Direito de preferência. Prédio misto. Prevalência. Prédio urbano. Exclusão do direito
DIREITO DE PREFERÊNCIA. PRÉDIO MISTO. PREVALÊNCIA. PRÉDIO URBANO. EXCLUSÃO DO DIREITO
APELAÇÃO Nº 22/08.3TBFND.C1
Relator: TELES PEREIRA
Data do Acordão: 15-03-2011
Tribunal: FUNDÃO – 2º JUÍZO
Legislação: ARTºS 1380º, Nº 1; 1381º, AL. A) DO CC E 18º DO DECRETO-LEI Nº 384/88, DE 25 DE OUTUBRO.
Sumário:
- A funcionalidade do conceito de “quinta”, enquanto realidade qualificada como “prédio misto”, envolvendo a existência de uma casa (parte urbana) e de uma parcela de terreno, mais ou menos ampla, dotada de aptidão para o cultivo (parte rústica), traduz, alternativamente, a preponderância, na afectação desse espaço pelo seu dono, do elemento urbano ou do elemento rústico.
- No primeiro caso (preponderância do elemento urbano) sobressai a finalidade de habitar um espaço (a casa) que associa, através do uso dos terrenos circundantes, alguns elementos rurais.

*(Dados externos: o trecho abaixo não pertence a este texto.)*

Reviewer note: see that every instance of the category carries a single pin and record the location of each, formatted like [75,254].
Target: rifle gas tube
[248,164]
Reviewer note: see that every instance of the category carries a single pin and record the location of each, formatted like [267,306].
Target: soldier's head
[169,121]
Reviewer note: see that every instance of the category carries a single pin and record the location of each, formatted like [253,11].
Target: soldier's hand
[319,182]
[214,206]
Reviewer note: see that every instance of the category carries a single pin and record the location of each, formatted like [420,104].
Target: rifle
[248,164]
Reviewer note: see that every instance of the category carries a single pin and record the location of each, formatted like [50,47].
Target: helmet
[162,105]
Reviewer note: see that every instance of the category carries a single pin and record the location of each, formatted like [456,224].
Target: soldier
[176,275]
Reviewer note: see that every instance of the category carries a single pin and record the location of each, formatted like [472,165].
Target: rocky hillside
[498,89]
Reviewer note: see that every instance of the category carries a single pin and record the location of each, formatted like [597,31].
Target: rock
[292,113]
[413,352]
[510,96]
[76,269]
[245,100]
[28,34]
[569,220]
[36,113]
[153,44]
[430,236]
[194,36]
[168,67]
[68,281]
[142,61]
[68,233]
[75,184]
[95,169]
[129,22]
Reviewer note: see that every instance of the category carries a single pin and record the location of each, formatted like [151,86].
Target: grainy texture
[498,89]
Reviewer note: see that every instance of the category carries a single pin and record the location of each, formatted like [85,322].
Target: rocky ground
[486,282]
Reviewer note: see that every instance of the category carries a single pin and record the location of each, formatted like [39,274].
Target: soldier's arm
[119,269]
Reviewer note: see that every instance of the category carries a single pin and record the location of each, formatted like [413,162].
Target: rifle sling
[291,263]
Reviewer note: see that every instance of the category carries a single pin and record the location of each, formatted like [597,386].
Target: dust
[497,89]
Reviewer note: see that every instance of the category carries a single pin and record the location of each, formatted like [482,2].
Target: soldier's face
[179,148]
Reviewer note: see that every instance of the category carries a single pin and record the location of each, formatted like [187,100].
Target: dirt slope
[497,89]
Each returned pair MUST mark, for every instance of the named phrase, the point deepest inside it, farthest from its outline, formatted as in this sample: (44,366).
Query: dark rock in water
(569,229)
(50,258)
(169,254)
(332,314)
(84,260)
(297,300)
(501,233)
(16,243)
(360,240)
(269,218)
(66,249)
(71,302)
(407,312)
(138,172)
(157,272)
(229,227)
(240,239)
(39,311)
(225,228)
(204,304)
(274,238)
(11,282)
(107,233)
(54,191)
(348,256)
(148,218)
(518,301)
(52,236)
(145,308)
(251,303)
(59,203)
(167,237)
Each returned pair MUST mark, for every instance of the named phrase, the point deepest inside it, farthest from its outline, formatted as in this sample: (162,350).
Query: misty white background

- No segundo caso (preponderância do elemento rústico referido aos terrenos aptos ao cultivo) sobressai a ideia de uma exploração agrícola associada a uma casa.
- Existindo separação registal da casa (correspondente a um artigo matricial urbano) relativamente ao terreno circundante (correspondente este a um artigo matricial rústico), o exercício do direito de preferência, por um vizinho proprietário de um prédio confinante visando o emparcelamento fundiário, previsto nos artigos 1380º, nº 1 do CC e 18º do Decreto-Lei nº 384/88, de 25 de Outubro, não pode prescindir da consideração unitária da realidade que corresponde à associação, no prédio objecto da preferência, dos dois elementos (prédio rústico/prédio urbano), sendo esta ligação que dá expressão autónoma ao conceito de “quinta”.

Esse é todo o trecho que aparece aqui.